Les premières caisses seront clandestines à cause de la loi Le Chapellier qui interdit toute forme d'association. Cette loi est abrogée au milieu du XIXe siècle. Ces sociétés de secours mutuel, on y rentre volontairement - il n'y a pas d'obligation - à condition d'avoir les moyens de verser la cotisation annuelle. Les membres cotisants ont droit à une prise en charge du risque maladie - remboursement des frais médicaux. Pour les sociétés mutuelles les plus importantes, avec le plus d'adhérents, il pouvait y avoir une extension des risques couverts à la retraite, à une somme de secours quand on était dans le besoin, etc.

- Au XIXe siècle, les maigres avancées du droit social (limitation et interdiction du travail des enfants) sont contournées par des employeurs qui évoquent ... la concurrence internationale. Dans le contexte de misère grandissant, c'est la charité privée des œuvres de bienfaisances, c'est la charité des riches envers les pauvres qui prolifère.

- Au XIXe siècle, le paternalisme patronal fournit parfois tout aux employés: un toit, de la nourriture et même ... une retraite.
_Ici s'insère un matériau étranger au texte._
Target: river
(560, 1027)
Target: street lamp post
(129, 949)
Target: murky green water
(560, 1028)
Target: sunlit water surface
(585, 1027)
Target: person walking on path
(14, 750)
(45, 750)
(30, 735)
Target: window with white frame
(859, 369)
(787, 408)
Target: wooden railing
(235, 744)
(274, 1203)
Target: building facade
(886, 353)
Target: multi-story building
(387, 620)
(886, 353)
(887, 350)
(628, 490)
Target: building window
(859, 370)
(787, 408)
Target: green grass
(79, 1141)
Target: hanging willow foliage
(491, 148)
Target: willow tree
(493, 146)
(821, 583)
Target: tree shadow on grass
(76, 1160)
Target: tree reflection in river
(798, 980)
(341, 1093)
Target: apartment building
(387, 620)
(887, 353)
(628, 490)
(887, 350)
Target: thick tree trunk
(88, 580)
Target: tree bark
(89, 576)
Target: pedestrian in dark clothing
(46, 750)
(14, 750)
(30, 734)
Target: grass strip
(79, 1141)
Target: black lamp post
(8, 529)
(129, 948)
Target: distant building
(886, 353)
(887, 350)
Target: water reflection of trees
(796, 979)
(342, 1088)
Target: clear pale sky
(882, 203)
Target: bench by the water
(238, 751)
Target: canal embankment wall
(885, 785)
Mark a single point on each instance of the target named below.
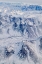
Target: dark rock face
(8, 53)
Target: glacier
(20, 33)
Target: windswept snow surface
(20, 33)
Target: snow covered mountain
(20, 33)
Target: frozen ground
(20, 34)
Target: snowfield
(20, 33)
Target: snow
(13, 37)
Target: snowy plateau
(20, 33)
Mais, en échange, il faut marcher au pas.

- Fin XIXe siècle, Bismark, en Allemagne, rend la protection sociale obligatoire pour les salariés en-dessous d'un certain revenu. Pour les autres, la protection sociale restait facultative.

- 1898, première loi sur les accidents du travail en France. Auparavant, l'ouvrier est pris en charge s'il arrive à prouver que l'accident est arrivé à cause du patron. Cette preuve était difficile à établir. À partir de cette loi, l'employeur est de toutes façons responsable de l'accident du travail. Les employeurs doivent s'assurer auprès de compagnies d'assurance privées.

- En 1930, les assurances sociales obligatoires sont mises sur pied en France. Il y avait eu la loi de 1910 sur les retraites ouvrières et paysannes qui avait été un échec.
C'est le même modèle que Bismark: assurances sociales financées par cotisations, obligatoires pour les seuls salariés du commerce et de l'industrie en dessous d'un certain salaire. Pour les autres, la protection sociale demeurait facultative - ils pouvaient se tourner vers la capitalisation. La protection sociale couvrait la maladie, l'invalidité, la maternité, vieillesse et décès. 
- Pendant la seconde guerre mondiale, le Conseil National de la Résistance adopte un projet politique à mettre en œuvre à la Libération comprenant un plan complet de sécurité sociale visant à assurer à tous les citoyens des moyens d'existence dans tous les cas où ils ne sont pas capables de se les procurer par le travail.
Ce projet a abouti à la mise en place de la sécurité sociale qui fonctionne toujours à ce jour. Cette sécurité sociale permet le salaire sans emploi, universelle. Le système est universel - comme en Angleterre - mais fondé sur la cotisation - comme en Allemagne.
Les agriculteurs, les mineurs et les patrons conservent leur propre sécurité sociale mais le système fonctionne. La sécurité sociale sera étendue à l'allocation handicapés, au chômage, au RMI, à l'aide médicale d'urgence ...
Elle demeure porteuse d'un formidable potentiel susceptible d'être étendu à l'ensemble de la production de valeur économique.